Je n'en suis pas vraiment sûr, ça fait longtemps que je l'ai vu et les deux films sont très proches (sans doute un peu trop), mais je croix bien que L'INSTITUT BENJAMENTA est encore meilleur : si l'occasion se présente d'y jeter un oeil, je pense que ça devrait aussi beaucoup te plaire.

Isaac Allendo 06/10/2006 23:03

Beaucoup aimé en ce qui me concerne "L'Accordeur de Tremblement de Terre", c'est totalement poétique, ça joue sur notre rapport à l'harmonie (dans tous les sens du terme).
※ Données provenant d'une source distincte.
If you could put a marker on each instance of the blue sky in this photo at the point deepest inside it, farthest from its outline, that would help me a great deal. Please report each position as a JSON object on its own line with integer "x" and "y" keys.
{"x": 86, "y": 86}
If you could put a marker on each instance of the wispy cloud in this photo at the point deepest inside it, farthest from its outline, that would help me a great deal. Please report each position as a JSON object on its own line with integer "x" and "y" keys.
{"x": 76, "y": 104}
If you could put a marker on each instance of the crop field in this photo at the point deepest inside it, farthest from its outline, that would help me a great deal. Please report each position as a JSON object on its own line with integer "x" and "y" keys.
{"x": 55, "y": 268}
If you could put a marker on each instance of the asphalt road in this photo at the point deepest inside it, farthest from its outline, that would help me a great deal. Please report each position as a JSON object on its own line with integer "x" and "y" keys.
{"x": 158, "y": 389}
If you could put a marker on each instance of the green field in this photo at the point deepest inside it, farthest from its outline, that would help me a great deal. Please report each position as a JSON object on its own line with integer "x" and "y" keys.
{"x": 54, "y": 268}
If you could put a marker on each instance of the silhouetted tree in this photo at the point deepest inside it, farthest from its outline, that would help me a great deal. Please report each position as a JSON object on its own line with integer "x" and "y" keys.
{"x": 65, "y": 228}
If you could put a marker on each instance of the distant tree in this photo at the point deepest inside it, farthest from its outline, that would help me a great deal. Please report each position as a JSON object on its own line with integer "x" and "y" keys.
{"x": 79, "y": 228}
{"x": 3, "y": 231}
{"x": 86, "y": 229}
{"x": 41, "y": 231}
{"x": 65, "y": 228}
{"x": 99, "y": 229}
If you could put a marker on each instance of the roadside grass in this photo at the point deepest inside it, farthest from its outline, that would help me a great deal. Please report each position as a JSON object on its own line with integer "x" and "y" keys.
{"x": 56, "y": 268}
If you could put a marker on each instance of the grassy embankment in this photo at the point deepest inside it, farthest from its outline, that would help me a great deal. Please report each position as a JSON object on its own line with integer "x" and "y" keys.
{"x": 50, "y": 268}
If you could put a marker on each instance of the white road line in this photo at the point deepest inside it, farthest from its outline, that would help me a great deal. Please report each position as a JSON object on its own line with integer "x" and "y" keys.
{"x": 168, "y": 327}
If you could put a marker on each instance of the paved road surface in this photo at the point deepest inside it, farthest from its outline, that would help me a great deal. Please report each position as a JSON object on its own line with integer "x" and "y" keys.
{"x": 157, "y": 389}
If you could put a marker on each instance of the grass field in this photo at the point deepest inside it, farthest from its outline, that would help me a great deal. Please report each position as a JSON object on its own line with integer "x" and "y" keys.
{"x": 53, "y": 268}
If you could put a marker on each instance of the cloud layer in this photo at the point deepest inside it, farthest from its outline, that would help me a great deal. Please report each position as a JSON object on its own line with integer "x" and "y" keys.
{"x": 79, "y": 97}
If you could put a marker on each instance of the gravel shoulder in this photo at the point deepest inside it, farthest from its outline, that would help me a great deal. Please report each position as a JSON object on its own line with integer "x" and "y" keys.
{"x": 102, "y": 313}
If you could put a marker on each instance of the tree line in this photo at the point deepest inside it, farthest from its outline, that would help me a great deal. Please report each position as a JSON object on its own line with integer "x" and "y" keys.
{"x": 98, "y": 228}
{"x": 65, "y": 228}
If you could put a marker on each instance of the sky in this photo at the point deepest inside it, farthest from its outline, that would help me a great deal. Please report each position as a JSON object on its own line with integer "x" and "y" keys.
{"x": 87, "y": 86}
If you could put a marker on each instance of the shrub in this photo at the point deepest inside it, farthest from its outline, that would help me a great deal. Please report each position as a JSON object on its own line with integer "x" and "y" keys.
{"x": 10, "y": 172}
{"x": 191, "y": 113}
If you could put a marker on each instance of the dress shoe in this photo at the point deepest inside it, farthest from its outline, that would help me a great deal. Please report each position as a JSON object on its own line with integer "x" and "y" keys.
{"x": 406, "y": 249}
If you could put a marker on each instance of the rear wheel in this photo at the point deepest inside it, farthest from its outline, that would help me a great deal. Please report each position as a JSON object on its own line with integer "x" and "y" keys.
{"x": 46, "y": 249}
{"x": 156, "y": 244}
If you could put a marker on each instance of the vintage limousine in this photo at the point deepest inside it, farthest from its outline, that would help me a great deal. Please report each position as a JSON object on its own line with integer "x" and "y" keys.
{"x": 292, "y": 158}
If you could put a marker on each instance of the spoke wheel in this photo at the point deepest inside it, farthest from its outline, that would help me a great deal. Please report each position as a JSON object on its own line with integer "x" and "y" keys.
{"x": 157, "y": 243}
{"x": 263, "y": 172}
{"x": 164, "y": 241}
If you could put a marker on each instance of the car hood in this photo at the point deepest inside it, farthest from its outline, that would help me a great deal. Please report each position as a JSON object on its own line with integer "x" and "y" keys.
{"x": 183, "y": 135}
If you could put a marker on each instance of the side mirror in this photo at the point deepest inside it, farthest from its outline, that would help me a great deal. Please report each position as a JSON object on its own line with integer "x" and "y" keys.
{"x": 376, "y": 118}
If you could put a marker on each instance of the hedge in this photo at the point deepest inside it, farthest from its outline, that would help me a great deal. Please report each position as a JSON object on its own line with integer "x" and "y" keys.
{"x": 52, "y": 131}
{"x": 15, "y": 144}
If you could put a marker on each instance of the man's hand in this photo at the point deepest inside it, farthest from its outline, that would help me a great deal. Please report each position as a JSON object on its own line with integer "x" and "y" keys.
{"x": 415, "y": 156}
Je ne connaissais pas les Quay, belle découverte.Sans doute ce que j'ai vu de mieux cette année avec le "Rally 444" et "Tideland". Je crois que je le préfère même au fabuleux "Soleil" de Sokourov.

Emma Darcy 26/09/2006 19:35

Mais voyons, Guillaume, de toute façon, c'est très vilain de faire un copier-coller : il faut faire un trackback ou mettre un lien !!!
Moi, j'ai bien aimé L'ACCORDEUR DE TREMBLEMENTS DE TERRE, il y a de gros pb de rythme, mais visuellement, j'ai trouvé ça parfois très, très beau - les scènes sur le banc par exemple, qui m'ont fait penser à NOSFERATU.

Guillaume Massart 26/09/2006 09:27

Grosse déception, pour ma part, en tant que fan des courts métrages des frangins (http://www.filmdeculte.com/coupdeprojo/freresquay.php), que l'accordeur de tremblements de terre.
vu aussi dans un festival, avec la salle qui se vidait progressivement et mes voisins, que j'avais persuadés de venir, prêts à m'égorger devant tant d'ennui... et le plus problématique, c'est que pour la première fois chez les quay, je n'ai rien trouvé de beau à l'image... Tout est baveux, raide, sans âme... je n'ai rien retrouvé de mes plaisirs plastiques habituels...par contre, je suis pas fan du tout de ma critique, que je ne copierai-collerai donc pas, écrite vite fait à l'époque de ce festival...
Mon intense déception à vot'dame.

Dr Orlof 15/09/2006 22:48

Dans une semaine est diffusée sur le câble l'Eugénie de Franco : je te donnerai mon sentiment à ce moment mais j'en salive d'avance.
Pour le reste, plutôt d'accord avec cet abécédaire. Le film de Kaurismaki est superbe et même si ce sont des cinéastes que je défends volontiers, L'argent et Dans les ténèbres sont loin d'être les meilleurs films de Bresson et d'Almodovar.
Rien à ajouter si ce n'est le traditionnel (mais sincère) : vivement la suite!